HELPING NON-TRADITIONAL HPC USERS USING XSEDE RESOURCES EFFICIENTLY

Presenter(s): Shiquan Su (NICS)
Principal Investigator(s): Robert Sean Norman (University of South Carolina) Atsuko Tanaka (University of Wisconsin-Madison) Chao Fu (University of Wisconsin-Madison)

Presentation Slides

In the first project, the PI from University of South Carolina developed a bioinformatic pipeline for analyzing millions of DNA and cDNA sequences. The major computational workload comes from querying a large database by the BLAST tools. Shiquan will present how he helped the PI to reorganize the database file into multiple sub-databases (more than 50) and implemented the advanced host selection feature on Stampede batch system in the PI's job script. The improved workflow shortens the turn around time of the PI's job up to 80%.

In the second project, the researcher Dr. Atsuko Tanaka, from the University of Wisconsin-Madison, studies the lifetime utility: she simulates the clients' behavior and match the simulated outcomes and the observed data with respect to wage profile and asset accumulation over life cycle. This is an ongoing project. Dr. Atsuko Tanaka is actively developing the home-grown codes, which has the potential to be the starting point of a community code. Shiquan works closely with Dr. Tanaka to optimize her serial version of codes to efficiently utilize the powerful resources on Stampede. In this talk, Shiquan discusses the multiple parallelization treatments implemented in Dr. Tanaka's code. Shiquan provided a module to unfold the deep nested loop structure (more than 15 layers) in the main program with MPI. Also per the specific request from Dr.
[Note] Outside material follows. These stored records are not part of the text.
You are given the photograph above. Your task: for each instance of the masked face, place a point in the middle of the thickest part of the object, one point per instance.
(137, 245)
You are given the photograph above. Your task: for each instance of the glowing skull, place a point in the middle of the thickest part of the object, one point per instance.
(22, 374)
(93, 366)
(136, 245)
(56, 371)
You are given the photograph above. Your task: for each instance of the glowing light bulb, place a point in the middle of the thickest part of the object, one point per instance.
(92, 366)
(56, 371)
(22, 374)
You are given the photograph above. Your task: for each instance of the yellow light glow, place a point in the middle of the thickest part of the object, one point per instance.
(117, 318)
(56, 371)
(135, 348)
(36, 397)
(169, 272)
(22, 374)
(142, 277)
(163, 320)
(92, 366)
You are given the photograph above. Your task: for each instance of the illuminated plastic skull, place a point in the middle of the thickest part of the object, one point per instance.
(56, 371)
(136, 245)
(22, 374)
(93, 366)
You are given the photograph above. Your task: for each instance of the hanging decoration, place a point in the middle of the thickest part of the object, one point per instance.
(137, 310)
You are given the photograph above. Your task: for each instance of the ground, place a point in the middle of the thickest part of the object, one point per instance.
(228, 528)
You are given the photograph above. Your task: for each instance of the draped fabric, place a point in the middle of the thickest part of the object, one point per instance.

Tanaka, Shiquan applied the new feature in OpenMP 3.0+ to collapse multiple loop spaces in the core subroutine to explore the parallelism within the Stampede node.

Large-shared-memory supercomputing for game-theoretic analysis with fine-grained abstractions, and novel tree search algorithms.

Presenter(s): John Urbanic (PSC)
Principal Investigator(s): Tuomas Sandholdm (Carnegie Mellon)

Presentation Slides

John Urbanic (PSC) will discuss the optimization of the poker bot that recently competed in the first "Brain vs. AI" no-limit Texas Hold'em tournament, the first time that a poker program has competed against the top pros. John's work was in optimizing the Tuomas Sandholm group's algorithm for Blacklight, the world's largest shared memory platform, at PSC. John will discuss the project in general, the specifics optimizations that were used to make the poker bot competitive, and of course the results – which will shortly be televised.